Great, but are they learning anything?
Meta-cognition (Having the ability to express ideas verbally, explaining thought processes. Remember many of the children are doing this in two languages).
Problem-solving (Coming across an issue, being able to work through many stages and use different strategies to find a solution).
Cooperation (Work with others to find solutions for using resources. Listening to others and respecting different ways of achieving the same end).
Writing (Understanding that we use writing as a way to communicate and help us organise ideas. Knows about letters and that they have a corresponding sound.)
Phonemic awareness/sight words/reading words (We are not automatically readers and writers, the way we are walkers and talkers. Try and remember how hard it is to learn these skills. The children used many strategies to help them write the words they wanted).
Lists (Picking the write kind of writing for the job. Showing an understanding that we write in different ways for different reasons, for example lists, cards and emails).
Now do you see why we have a class of rocket scientists!

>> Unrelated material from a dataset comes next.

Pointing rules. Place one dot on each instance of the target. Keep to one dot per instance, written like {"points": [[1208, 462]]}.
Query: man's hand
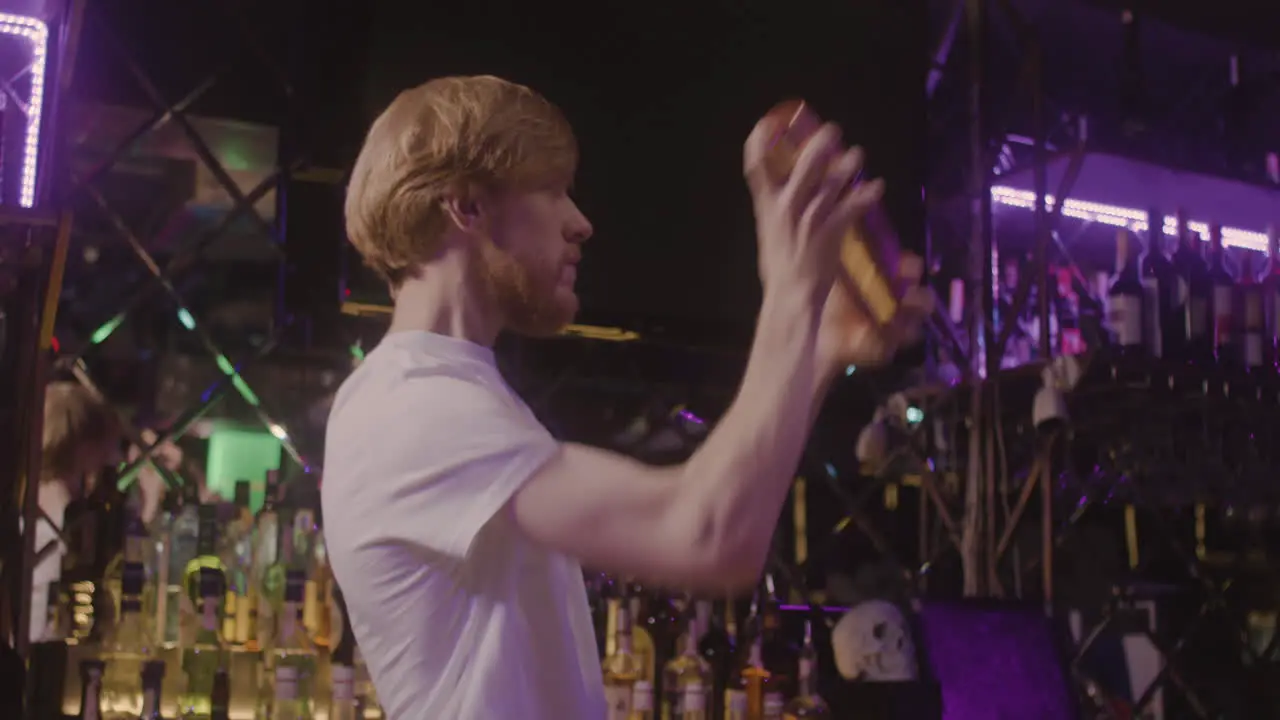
{"points": [[801, 218], [846, 336]]}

Who will go on the space ship? on PhotoPeach
How technology helped us.
We used the digital cameraand Iphone to take pictures and recorded the children’s work with a photostory. This time I took the pictures but it is usually hard to get the camera out of the children’s hands. It is important to teach them about respecting the technology. Mostly it is just a case of practise makes perfect with taking the pictures.
Photopeach (free) Is simple to use. If you make a file of pictures that children can access they can upload them by themselves and add music from the site. Photopeach honours children’s work by presenting it in a professional manner. In this case I typed down what each child said and this is a record of their thinking, so I could assess their level of understanding about writing shown through this free inquiry.
You Tube (free)We searched You Tube for videoes that showed launches and reentries to earth. You can also use teacher tube, which may give you more educational chooses. The children were able to see inside the space shuttle. This is very easy to do but it is a good idea to preview video if possible. There has seldom been a topic I can’t find a video on. It is fantastic for maths and Language Arts. I am still a big fan of Sesame Street.